PCIe is divided into three main protocol layers, plus the device core at the top.
Each layer has a transmit path (TX) and a receive path (RX), and they work independently.
This means a device can send and receive data at the same time (full-duplex).

1️⃣ Device Core & Interface
- What it is: The actual function of the device (what it’s built to do).
- For a GPU → the graphics processor and its memory interface.
- For a NIC → the Ethernet MAC & PHY.
- For a switch → the internal routing fabric.
- Responsibilities:
- Talks to the Transaction Layer.
- Provides configuration space (up to 8 functions per endpoint).
- If it’s the Root Complex, it presents a virtual PCI bus 0 so that software can enumerate devices just like with legacy PCI.
2️⃣ Transaction Layer (TL)
- What it does: Creates and interprets Transaction Layer Packets (TLPs).
- Responsibilities:
- Packetization → wraps read/write requests, completions, and messages into TLPs.
- Ordering rules → ensures packets are delivered in the right order (unless Relaxed Ordering bit is set).
- Flow control → keeps track of available buffers so the link doesn’t overflow.
- QoS (Quality of Service) → can prioritize certain traffic (important in systems with mixed workloads).
- Think of it as: The “brains” of data transactions — knows what needs to be sent.
3️⃣ Data Link Layer (DLL)
- What it does: Adds reliability on top of the physical link.
- Responsibilities:
- Wraps TLPs into Data Link Layer Packets (DLLPs).
- Adds a sequence number + CRC to detect errors.
- Uses Ack/Nak protocol to confirm good packets and retransmit bad ones.
- Think of it as: The “guaranteed delivery” layer — makes sure every packet arrives correctly.
4️⃣ Physical Layer
-
What it does: Actually moves the bits across the PCIe lanes.
-
Transmit side:
- Takes DLLPs/TLPs, scrambles them to avoid long runs of 1s or 0s.
- Performs 8b/10b encoding (Gen1/Gen2) or 128b/130b encoding (Gen3+).

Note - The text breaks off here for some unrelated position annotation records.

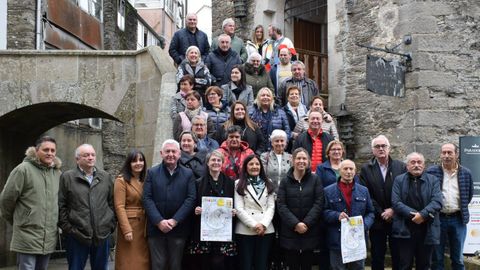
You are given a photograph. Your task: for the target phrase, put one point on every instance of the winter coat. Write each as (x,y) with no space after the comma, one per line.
(236,44)
(361,205)
(432,200)
(257,81)
(380,191)
(300,202)
(86,210)
(270,164)
(180,43)
(168,196)
(196,162)
(309,90)
(304,140)
(253,137)
(29,203)
(131,218)
(177,105)
(221,66)
(200,73)
(245,96)
(278,121)
(233,160)
(218,117)
(253,209)
(465,186)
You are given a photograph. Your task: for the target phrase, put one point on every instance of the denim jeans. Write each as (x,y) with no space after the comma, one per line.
(32,261)
(78,253)
(453,230)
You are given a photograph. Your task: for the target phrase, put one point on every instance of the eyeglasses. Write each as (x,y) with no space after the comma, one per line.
(378,146)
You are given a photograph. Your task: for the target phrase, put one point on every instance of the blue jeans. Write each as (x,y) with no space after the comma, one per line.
(77,254)
(453,229)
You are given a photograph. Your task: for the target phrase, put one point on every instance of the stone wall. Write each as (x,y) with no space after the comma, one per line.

- Serializes data → converts from parallel bytes to a high-speed bit stream.
- Differentially drives signals on the lanes at the trained link speed.
-
Receive side:
- Deserializes the incoming bit stream.
- Recovers the clock using a CDR circuit.

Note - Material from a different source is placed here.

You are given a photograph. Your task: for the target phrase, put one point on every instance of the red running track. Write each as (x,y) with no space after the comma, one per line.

- Decodes 8b/10b or 128b/130b symbols.
- De-scrambles and reassembles packets.
- Feeds the result to the DLL.
-
Extra job: Runs the LTSSM (Link Training and Status State Machine) to bring up the link, negotiate width/speed, and handle retraining if errors occur.
-
Think of it as: The “electrical” and “bit-level” layer — ensures that 1s and 0s get across reliably and in sync.
🧠 Why Layers Matter
- Design flexibility: Each layer is modular. You can update just one layer (e.g., switch to Gen5 physical layer) without redesigning the transaction layer logic.
- Troubleshooting: Engineers can debug where a problem occurs — transaction, link, or physical.

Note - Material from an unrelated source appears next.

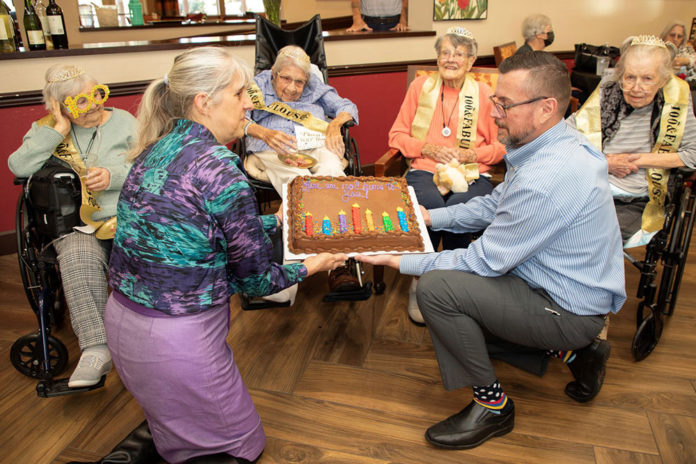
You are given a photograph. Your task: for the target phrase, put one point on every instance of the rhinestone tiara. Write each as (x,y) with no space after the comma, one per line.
(296,53)
(460,31)
(66,75)
(650,40)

- Compatibility: Higher layers don’t care how the lower layers implement their work as long as the interface is followed.
📊 Quick Summary Table
| Layer | Main Job | Key Output |
|---|---|---|
| Device Core | Implements device function & config space | Requests to TL |
| Transaction | Creates TLPs, handles ordering/QoS/flow | TLPs |
| Data Link | Ensures reliable delivery (Ack/Nak) | DLLPs + TLPs |
| Physical | Serializes, encodes, transmits bits | Serial data stream |
Key Point: Every PCIe Interface Implements All Layers
Even if a device only forwards traffic (like a switch port), it still must have:
- Transaction Layer → to decode the packet headers, decide where to forward it.
- Data Link Layer → to ensure reliable delivery (Ack/Nak) across its link.
- Physical Layer → to actually serialize, transmit, and train the link.
So yes — switches implement all three layers per port.
Each port is basically its own PCIe endpoint/bridge, with its own state machine, buffers, and flow control logic.